Some time ago, stage-coach-robbing brothers Joe Partridge and Eric Matthews killed Harry Lauter's sister. He has been chasing them since. Marshall Red Barry has captured them and is taking them to prison by stage, and Lauter means to exact vengeance, though his wife tells him she won't be there when he returns. Others are there, too. Hannah Hertelendy, the robbers' mother is on the stage, and a drummer with a very large pistol...
The American B western had vanished under the assault of television. In 1965, the TV western was not in great shape and there was still a market for the darker western. 20th Century-Fox could always use one to offer for double or triple features, and if you could keep the budget down, you could give some professionals jobs and make yourself a few dollars, just like in the old days of the cinematic west. And that is what this was: classic, simple story, competent actors (mostly; I think Jodi Mitchell as Barry's wife offers poor line readings), some decent direction by Lesley Selander and the wide-open camerawork that was often the best part of the old B Western.

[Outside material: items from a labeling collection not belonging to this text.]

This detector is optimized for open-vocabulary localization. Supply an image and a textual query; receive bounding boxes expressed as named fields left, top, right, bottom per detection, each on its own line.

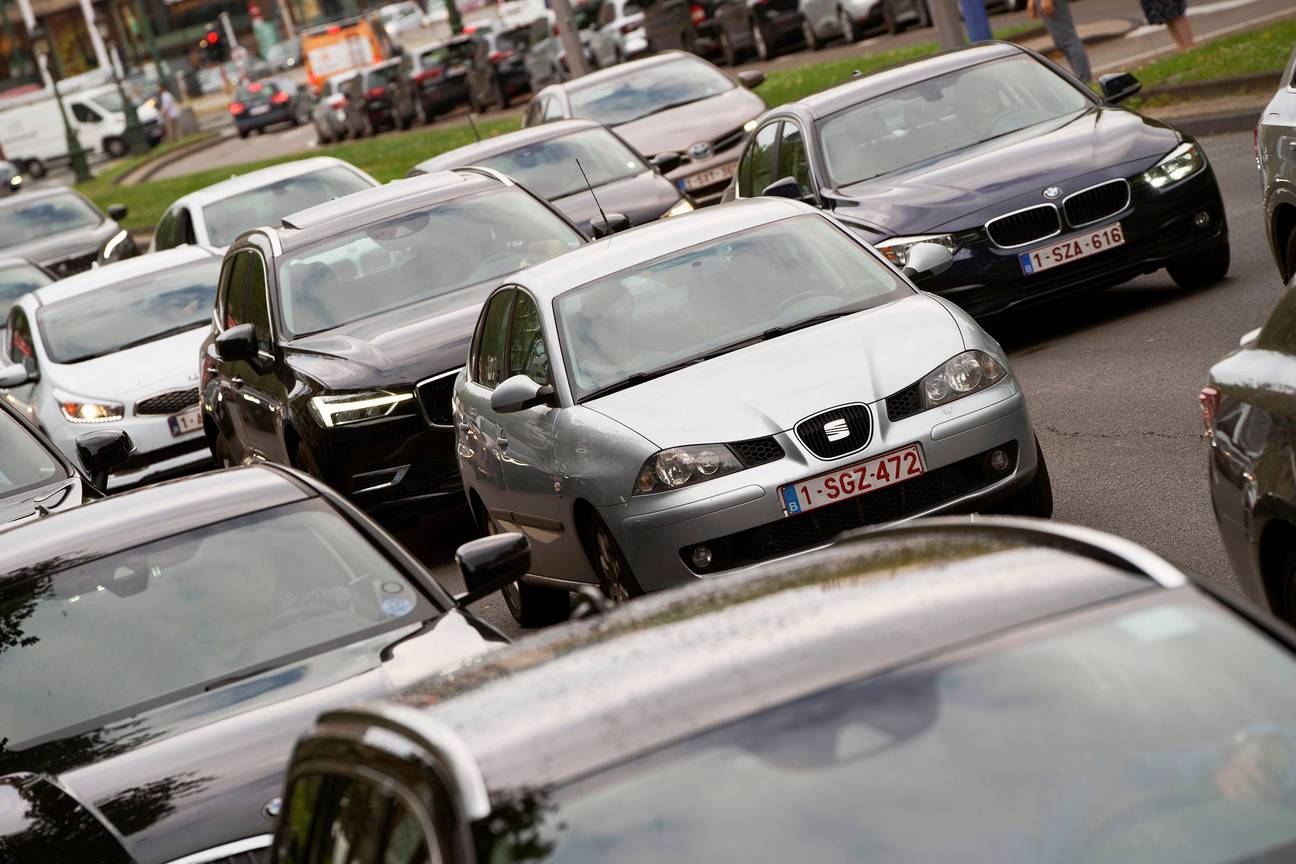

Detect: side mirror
left=455, top=534, right=531, bottom=606
left=652, top=150, right=680, bottom=174
left=490, top=374, right=553, bottom=415
left=76, top=429, right=135, bottom=491
left=590, top=212, right=630, bottom=240
left=0, top=363, right=31, bottom=387
left=905, top=244, right=954, bottom=282
left=216, top=324, right=257, bottom=363
left=1098, top=73, right=1143, bottom=105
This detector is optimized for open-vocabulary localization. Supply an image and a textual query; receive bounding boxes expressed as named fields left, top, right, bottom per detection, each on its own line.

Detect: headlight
left=1138, top=141, right=1207, bottom=189
left=58, top=396, right=126, bottom=424
left=662, top=198, right=693, bottom=219
left=635, top=444, right=743, bottom=495
left=311, top=390, right=413, bottom=429
left=918, top=351, right=1008, bottom=409
left=874, top=234, right=960, bottom=268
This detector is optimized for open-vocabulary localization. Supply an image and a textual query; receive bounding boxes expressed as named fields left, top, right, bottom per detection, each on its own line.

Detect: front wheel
left=1165, top=244, right=1229, bottom=290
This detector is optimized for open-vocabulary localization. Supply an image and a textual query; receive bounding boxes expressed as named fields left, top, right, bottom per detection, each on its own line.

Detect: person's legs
left=1039, top=0, right=1094, bottom=83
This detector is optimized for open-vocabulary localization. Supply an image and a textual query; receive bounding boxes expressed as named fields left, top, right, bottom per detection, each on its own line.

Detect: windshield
left=202, top=166, right=373, bottom=246
left=36, top=258, right=220, bottom=363
left=0, top=411, right=67, bottom=500
left=480, top=591, right=1296, bottom=864
left=569, top=57, right=735, bottom=126
left=0, top=264, right=53, bottom=322
left=473, top=130, right=648, bottom=201
left=0, top=501, right=434, bottom=750
left=555, top=214, right=908, bottom=402
left=819, top=57, right=1093, bottom=187
left=279, top=188, right=583, bottom=334
left=0, top=192, right=104, bottom=249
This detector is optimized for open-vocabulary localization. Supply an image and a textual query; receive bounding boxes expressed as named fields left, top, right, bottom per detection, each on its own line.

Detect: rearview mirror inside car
left=455, top=534, right=531, bottom=606
left=1098, top=73, right=1143, bottom=105
left=905, top=244, right=954, bottom=282
left=490, top=374, right=553, bottom=415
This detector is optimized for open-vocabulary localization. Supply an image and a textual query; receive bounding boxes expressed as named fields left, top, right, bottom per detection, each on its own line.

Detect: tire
left=1165, top=244, right=1229, bottom=290
left=587, top=514, right=644, bottom=604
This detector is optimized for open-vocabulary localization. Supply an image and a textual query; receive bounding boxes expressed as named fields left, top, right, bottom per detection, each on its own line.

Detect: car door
left=456, top=288, right=515, bottom=529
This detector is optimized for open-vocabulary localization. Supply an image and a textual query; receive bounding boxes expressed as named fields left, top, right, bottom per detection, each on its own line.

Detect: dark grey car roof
left=378, top=519, right=1185, bottom=801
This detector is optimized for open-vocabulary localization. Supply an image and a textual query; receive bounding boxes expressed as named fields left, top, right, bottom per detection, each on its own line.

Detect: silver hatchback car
left=455, top=198, right=1052, bottom=626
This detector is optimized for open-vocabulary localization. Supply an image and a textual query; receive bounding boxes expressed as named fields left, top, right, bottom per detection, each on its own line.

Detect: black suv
left=200, top=168, right=584, bottom=529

In many ways, it looks like a large and gracefully shot, serious episode of a TV western. It is distinguished by Gordon Avil's black-and-white cinematography of the badlands near Kanab, Utah -- John Ford Country, but contrary to legend, a lot of people shot westerns there. Lynn Reynolds was the first in 1924, a decade and a half before Ford first went there for DRUMS ALONG THE MOHAWK. Avil was born in Philadelphia in 1899. His career as a cinematographer began in 1929. By 1930, he had worked on King Vidor's BILLY THE KID. In 1931, it was THE CHAMP, again for Vidor. Then his screen credits vanished for 16 years. He returned to the camera in B movies and television work. After camerawork on a third of the episodes of HOGAN'S HEROES, he retired. He died of a heart attack in the Barbados in 1970.